ある日、無人となった家でポティファルの妻はヨセフ
の着物をつかんで、
「私の床に入りなさい」と命じます。
ヨセフが逃げると、ヨセフの着物をつかみ取り、証拠
とし、
「見てごらん。ヘブライ人などを私たちの所に連
れてきたから、私たちはいたずらをされる。彼が私の
所に来て、寝ようとしたから、大声で叫びました」と、使用人を呼んで、ヨセフに罪を着せました。
愚かな誇りが傷つけられて、いきなり居丈高になって、叫びます。まず、ヨセフをヘブライ人と呼
んで、蔑みます。妻は夫ポティファルにも同じように訴えました。身分の違いを超えて、しかも人
妻を凌辱しようとすれば大罪であり、即刻死刑だったでしょう。ところがポティファルはヨセフを
王の囚人をつなぐ監獄に入れたとあります。再びヨセフは助けられ、運命は転回していきます。

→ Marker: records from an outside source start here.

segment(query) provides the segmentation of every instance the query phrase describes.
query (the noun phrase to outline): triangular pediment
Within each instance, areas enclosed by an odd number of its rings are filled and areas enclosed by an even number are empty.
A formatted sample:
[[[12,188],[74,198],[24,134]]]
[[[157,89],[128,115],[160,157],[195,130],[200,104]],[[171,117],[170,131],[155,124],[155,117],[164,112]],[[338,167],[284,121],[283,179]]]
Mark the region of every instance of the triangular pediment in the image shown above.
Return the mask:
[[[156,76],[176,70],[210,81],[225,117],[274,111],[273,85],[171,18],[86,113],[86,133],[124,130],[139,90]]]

ポティファルの妻はヨセフが優秀で美男子だから、宦官の夫のせいで性的欲求不満があったから、
また、奴隷なのだから、自分の欲求を満たして当然と思ったのでしょう。暴力で支配できない女は、
人を陥れる嘘をつきます。自尊心を傷つけられ、逆襲の塊になるのです。彼女こそ性欲の奴隷、権
力の奴隷、虚偽、欺瞞を用いても保身する、欲望の奴隷になっているのです。気の毒です。
ディナ、タマル、ポティファルの妻と、女性の性にまつわる被害者、加害者の話が続きました。聖
書は生々しい人間の姿を記しています。ヨセフは夢見る人と呼ばれました。彼は見えている現実の
世界の向こうに、見えない真実を見ようと、清らかな目を持って生きた人間ではないかと思います。
それゆえヨセフは「泉のほとりの実を結ぶ若木」と、父ヤコブから祝福されたのです。